Em um País onde 13,5 milhões de pessoas sobrevivem com uma renda mensal per capita inferior a R$ 145, segundo o Instituto Brasileiro de Geografia e Estatística (IBGE), colocar em prática o isolamento social e ter acesso a água limpa e materiais de higiene pessoal, essenciais para conter o avanço do coronavírus, é um privilégio. Para esse e para outros grupos, como os trabalhadores informais, não sair de casa é mais do que se proteger da covid-19, significa não ter recursos básicos para o seu próprio sustento.

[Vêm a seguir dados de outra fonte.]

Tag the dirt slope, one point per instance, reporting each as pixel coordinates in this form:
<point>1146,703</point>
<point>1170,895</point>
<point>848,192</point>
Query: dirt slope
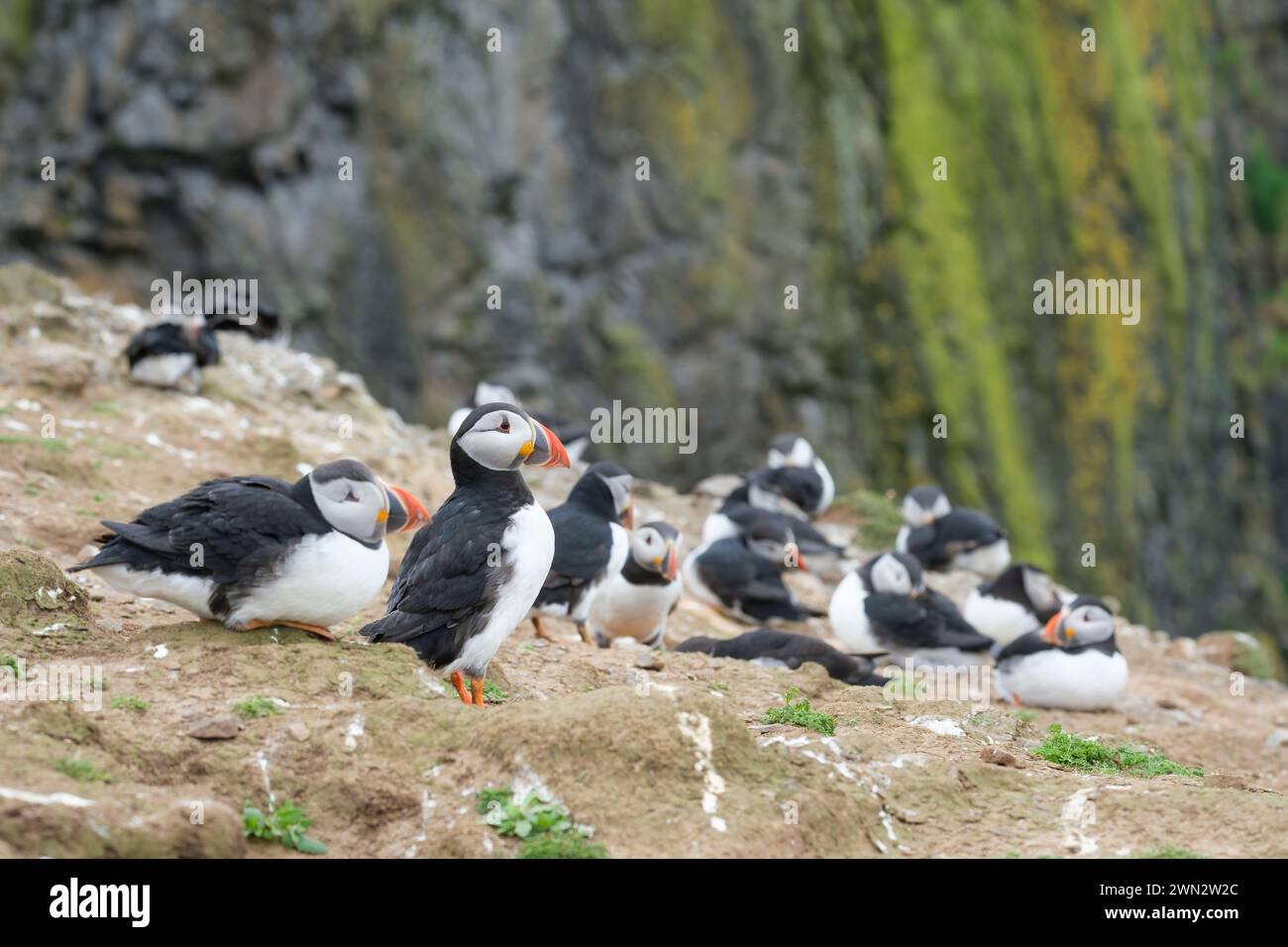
<point>670,759</point>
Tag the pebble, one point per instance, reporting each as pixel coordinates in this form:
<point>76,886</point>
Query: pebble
<point>218,727</point>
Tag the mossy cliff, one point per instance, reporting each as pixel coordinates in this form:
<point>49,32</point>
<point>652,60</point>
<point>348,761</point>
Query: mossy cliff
<point>768,169</point>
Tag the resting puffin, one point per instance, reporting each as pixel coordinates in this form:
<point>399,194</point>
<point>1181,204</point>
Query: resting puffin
<point>780,493</point>
<point>1019,600</point>
<point>795,451</point>
<point>575,437</point>
<point>634,602</point>
<point>473,574</point>
<point>1072,664</point>
<point>254,552</point>
<point>885,607</point>
<point>743,577</point>
<point>591,543</point>
<point>171,354</point>
<point>772,648</point>
<point>943,536</point>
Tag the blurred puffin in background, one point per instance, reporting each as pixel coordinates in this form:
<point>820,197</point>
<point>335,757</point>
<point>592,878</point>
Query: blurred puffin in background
<point>941,536</point>
<point>636,600</point>
<point>591,543</point>
<point>795,451</point>
<point>1072,664</point>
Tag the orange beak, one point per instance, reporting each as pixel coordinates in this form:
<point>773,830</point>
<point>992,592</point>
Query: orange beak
<point>413,510</point>
<point>548,450</point>
<point>1051,633</point>
<point>671,564</point>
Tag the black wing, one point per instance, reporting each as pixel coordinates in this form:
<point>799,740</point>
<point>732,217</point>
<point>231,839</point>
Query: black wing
<point>227,530</point>
<point>967,638</point>
<point>446,583</point>
<point>161,339</point>
<point>1029,643</point>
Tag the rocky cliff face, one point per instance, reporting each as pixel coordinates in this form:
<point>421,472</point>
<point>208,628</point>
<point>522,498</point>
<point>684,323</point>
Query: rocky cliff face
<point>768,169</point>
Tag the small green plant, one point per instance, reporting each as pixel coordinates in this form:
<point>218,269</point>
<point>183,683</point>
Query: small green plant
<point>1168,852</point>
<point>1086,755</point>
<point>799,714</point>
<point>545,826</point>
<point>132,703</point>
<point>284,825</point>
<point>256,707</point>
<point>80,771</point>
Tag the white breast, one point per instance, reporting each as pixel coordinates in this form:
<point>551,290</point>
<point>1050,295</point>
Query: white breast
<point>999,618</point>
<point>527,551</point>
<point>901,540</point>
<point>323,579</point>
<point>163,371</point>
<point>717,527</point>
<point>1087,681</point>
<point>623,609</point>
<point>849,620</point>
<point>828,486</point>
<point>184,590</point>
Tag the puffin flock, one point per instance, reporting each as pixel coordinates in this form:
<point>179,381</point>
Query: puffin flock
<point>254,552</point>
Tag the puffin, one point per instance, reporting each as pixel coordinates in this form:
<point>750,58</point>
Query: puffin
<point>636,600</point>
<point>254,552</point>
<point>772,648</point>
<point>887,607</point>
<point>743,577</point>
<point>471,577</point>
<point>575,437</point>
<point>171,354</point>
<point>1019,600</point>
<point>1072,664</point>
<point>778,492</point>
<point>591,543</point>
<point>943,536</point>
<point>795,451</point>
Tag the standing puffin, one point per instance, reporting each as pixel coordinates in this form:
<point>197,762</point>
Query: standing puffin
<point>743,577</point>
<point>885,607</point>
<point>575,437</point>
<point>1019,600</point>
<point>771,648</point>
<point>591,543</point>
<point>635,602</point>
<point>473,574</point>
<point>774,492</point>
<point>171,354</point>
<point>254,552</point>
<point>795,451</point>
<point>1072,664</point>
<point>943,536</point>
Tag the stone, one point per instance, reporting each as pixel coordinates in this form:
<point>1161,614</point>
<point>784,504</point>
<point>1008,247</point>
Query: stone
<point>218,727</point>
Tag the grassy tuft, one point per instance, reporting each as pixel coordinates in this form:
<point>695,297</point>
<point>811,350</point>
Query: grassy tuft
<point>286,826</point>
<point>799,714</point>
<point>81,771</point>
<point>1089,757</point>
<point>1168,852</point>
<point>132,703</point>
<point>545,826</point>
<point>256,707</point>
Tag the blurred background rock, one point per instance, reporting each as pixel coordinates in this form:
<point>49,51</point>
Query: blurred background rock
<point>768,169</point>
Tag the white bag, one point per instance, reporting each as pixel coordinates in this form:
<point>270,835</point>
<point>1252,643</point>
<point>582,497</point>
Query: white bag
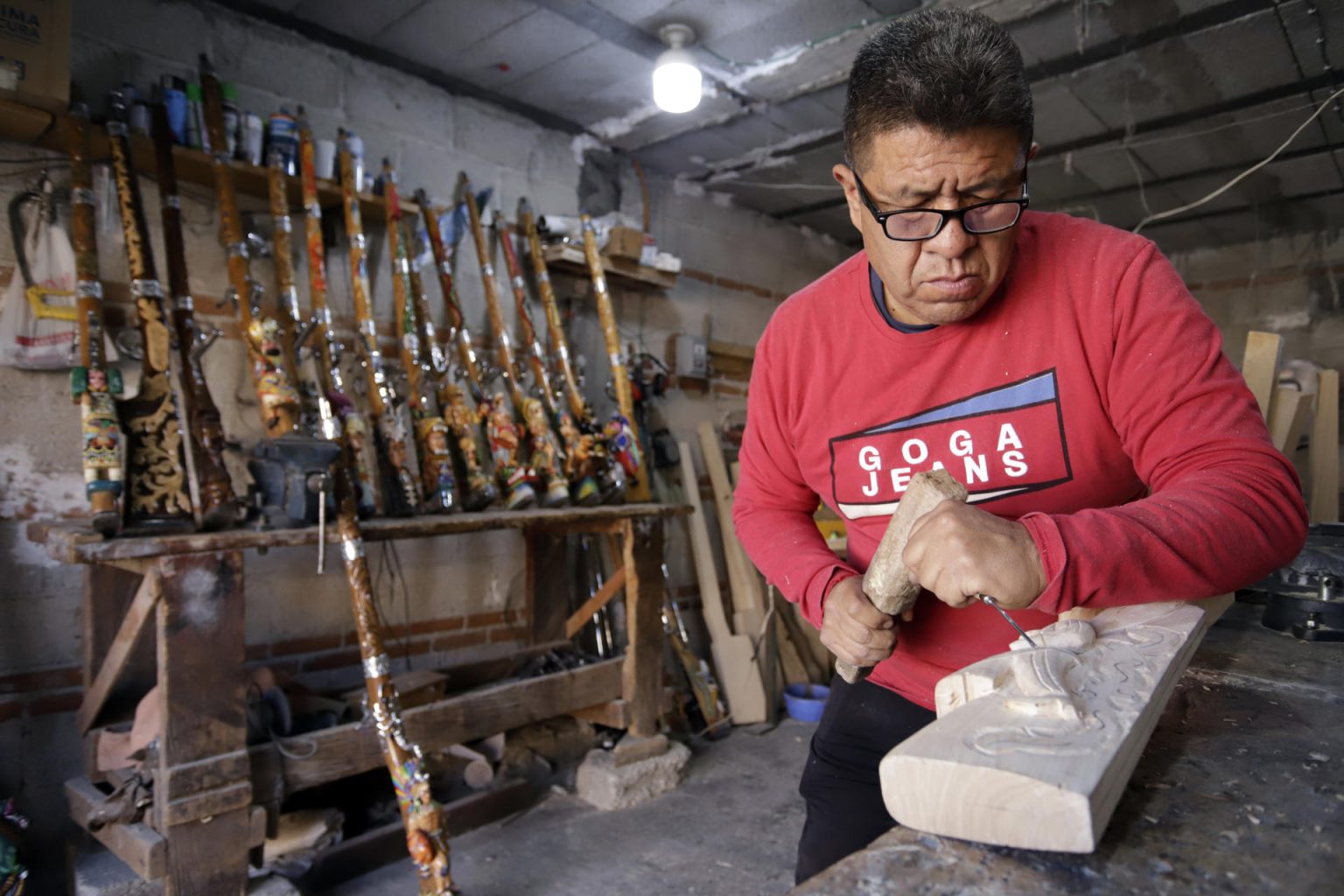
<point>38,326</point>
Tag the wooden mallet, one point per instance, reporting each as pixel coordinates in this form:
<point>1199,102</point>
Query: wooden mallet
<point>887,580</point>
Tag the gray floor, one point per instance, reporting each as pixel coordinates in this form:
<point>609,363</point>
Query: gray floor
<point>732,828</point>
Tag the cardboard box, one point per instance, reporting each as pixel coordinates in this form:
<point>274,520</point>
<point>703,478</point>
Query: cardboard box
<point>626,242</point>
<point>35,52</point>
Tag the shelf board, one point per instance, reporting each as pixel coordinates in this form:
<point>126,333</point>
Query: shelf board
<point>570,260</point>
<point>74,543</point>
<point>27,124</point>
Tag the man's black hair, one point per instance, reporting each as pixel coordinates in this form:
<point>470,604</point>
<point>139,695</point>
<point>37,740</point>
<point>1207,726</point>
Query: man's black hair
<point>947,70</point>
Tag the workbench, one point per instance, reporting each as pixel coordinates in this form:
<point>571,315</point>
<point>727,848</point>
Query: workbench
<point>214,797</point>
<point>1241,790</point>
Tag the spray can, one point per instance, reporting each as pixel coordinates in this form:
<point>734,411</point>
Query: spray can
<point>197,135</point>
<point>253,132</point>
<point>284,137</point>
<point>175,101</point>
<point>228,97</point>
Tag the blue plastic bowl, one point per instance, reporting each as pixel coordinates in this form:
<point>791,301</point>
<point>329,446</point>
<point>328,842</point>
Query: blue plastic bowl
<point>805,702</point>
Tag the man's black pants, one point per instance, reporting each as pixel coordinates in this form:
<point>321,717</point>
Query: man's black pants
<point>860,724</point>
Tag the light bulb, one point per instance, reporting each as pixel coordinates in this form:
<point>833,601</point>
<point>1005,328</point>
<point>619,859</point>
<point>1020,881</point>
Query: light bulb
<point>676,80</point>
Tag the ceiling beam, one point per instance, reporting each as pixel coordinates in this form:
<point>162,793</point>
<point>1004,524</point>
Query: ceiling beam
<point>1065,65</point>
<point>1120,135</point>
<point>318,34</point>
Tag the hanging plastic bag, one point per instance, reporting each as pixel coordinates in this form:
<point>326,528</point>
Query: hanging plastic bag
<point>38,324</point>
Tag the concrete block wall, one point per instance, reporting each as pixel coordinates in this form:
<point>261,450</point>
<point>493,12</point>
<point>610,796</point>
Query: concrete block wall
<point>463,598</point>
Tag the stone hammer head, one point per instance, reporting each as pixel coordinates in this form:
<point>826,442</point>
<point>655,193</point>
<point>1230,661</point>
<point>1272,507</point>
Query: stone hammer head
<point>887,580</point>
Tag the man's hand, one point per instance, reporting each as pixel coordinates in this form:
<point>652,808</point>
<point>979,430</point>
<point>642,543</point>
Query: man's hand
<point>854,629</point>
<point>958,551</point>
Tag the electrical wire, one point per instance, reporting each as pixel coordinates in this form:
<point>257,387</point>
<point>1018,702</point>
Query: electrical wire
<point>1246,173</point>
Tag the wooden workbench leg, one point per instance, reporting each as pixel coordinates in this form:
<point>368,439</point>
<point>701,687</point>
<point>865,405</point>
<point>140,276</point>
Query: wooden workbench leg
<point>202,792</point>
<point>108,594</point>
<point>641,679</point>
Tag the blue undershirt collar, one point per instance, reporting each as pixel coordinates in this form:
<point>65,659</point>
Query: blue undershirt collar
<point>879,298</point>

Desempregada e mãe de dez filhos, Kátia Cilene de Deus, de 45 anos, contou que deixa sua casa todos os dias para tentar conseguir dinheiro ou alimentos nas ruas no Centro do Recife. A mulher disse que ouviu falar sobre o coronavírus e que tem conhecimento da recomendação para não sair de casa. Ela afirma, contudo, que prefere “morrer do vírus do que de fome”.
“Há um ano solicitei o Bolsa Família e ainda espero uma resposta. Uma das minhas filhas tem um filho pequeno e está grávida de oito meses. Há cinco (meses) ela também solicitou o benefício e está aguardando. Eu tenho que sair para buscar comida. Vou ficar em casa morrendo de fome com os meus filhos? Deus vai dar o livramento (da doença). O que eu acho errado é que quem já recebe o Bolsa Família agora vai receber 13º, enquanto pessoas como eu não recebem nada”, lamentou.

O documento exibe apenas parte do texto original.